I know memory is fairly cheap but e.g. there are millions of new videos on youtube everyday, each probably few hundred MBs to few GBs. It all has to take enormous amount of space. Not to mention backups.
I know memory is fairly cheap but e.g. there are millions of new videos on youtube everyday, each probably few hundred MBs to few GBs. It all has to take enormous amount of space. Not to mention backups.
There are also techniques where data centers do offline storage by writing out to a high volume storage medium (I heard Blu-ray as an example, especially because it’s cheap) and storing it in racks. All automated of course. This let’s them store huge quantities of infrequently accessed data (most of it) in a more efficient way. Not everything has to be online and ready to go, as long as it’s capable of being made available on demand.
Edit: Clarifying that tape medium is typically used for the longest term storage with the caveat that read is slow, so that used for the stuff that is least likely to be accessed. For things that are accessed infrequently but still need to be available relatively frequently you can have a “caching layer” which is what I was referring to with the discs. It’s a tradeoff between speed of access and information density. Here’s an article from 2015 where Facebook/Meta is discussing their design: https://engineering.fb.com/2015/05/04/core-data/under-the-hood-facebook-s-cold-storage-system/
It’s far more likely that Google, AWS, and Microsoft are using tape for high-volume, long-term storage.
According to diskprices.com, these are the approximate cost of a few different storage media (assuming one is attempting to optimize for cost):
Tape archives are neat too, little robot rearranging little tape drives in his cute little corridor
You can feel it on YouTube when you try to access an old video that no one has watched in a long time.
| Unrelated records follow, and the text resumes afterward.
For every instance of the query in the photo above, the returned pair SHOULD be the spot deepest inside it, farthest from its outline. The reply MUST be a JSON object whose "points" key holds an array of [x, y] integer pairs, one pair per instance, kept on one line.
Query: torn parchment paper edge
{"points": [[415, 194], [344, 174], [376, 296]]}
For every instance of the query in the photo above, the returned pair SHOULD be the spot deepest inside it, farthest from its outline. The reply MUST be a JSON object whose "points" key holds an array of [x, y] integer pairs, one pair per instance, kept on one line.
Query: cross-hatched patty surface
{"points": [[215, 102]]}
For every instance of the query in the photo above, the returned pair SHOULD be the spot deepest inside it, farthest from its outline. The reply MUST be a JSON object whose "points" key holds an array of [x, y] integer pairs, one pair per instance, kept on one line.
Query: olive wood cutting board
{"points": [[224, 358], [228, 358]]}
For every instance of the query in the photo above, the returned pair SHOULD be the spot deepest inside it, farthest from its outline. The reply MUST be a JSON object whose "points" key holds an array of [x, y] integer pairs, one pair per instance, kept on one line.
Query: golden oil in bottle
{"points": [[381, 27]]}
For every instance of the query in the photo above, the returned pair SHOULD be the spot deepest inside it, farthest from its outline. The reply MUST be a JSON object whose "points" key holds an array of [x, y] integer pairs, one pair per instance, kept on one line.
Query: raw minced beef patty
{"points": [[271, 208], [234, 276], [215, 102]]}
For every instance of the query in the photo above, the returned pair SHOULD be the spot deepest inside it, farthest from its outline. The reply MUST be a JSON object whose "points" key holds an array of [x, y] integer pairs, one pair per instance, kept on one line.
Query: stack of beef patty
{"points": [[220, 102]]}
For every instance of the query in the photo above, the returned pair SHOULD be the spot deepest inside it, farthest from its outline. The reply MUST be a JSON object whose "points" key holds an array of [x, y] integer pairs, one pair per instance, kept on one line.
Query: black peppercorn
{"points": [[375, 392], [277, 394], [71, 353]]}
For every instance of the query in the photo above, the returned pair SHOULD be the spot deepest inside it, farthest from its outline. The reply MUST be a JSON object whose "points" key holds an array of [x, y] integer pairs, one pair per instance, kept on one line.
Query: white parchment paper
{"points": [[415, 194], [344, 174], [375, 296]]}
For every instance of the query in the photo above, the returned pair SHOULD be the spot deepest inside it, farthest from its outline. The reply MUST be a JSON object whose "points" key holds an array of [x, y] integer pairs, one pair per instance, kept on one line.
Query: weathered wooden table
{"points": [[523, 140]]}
every time it lags, it’s because youtube has to send someone down to the basement to retrieve the correct blu-ray disc from a storage room
Actual footage of data being manually retrieved from Google’s datacentre
God bless those interns. Earning those college credits.
That’s the difference between getting a video served off a disk off in some random DC in some random state vs. the videos being served off a cache that lives at your ISP.
It’s not offline storage vs. disk, it’s a special edge-of-network cache vs. a video that doesn’t live in that cache, but is still on a hard drive.
Tape drives are still in use in a lot of places too. Enormous density in storage for stuff that’s in “cold storage”
Doesn’t BR only have like 100 gigs capacity? That would take a shitton of space.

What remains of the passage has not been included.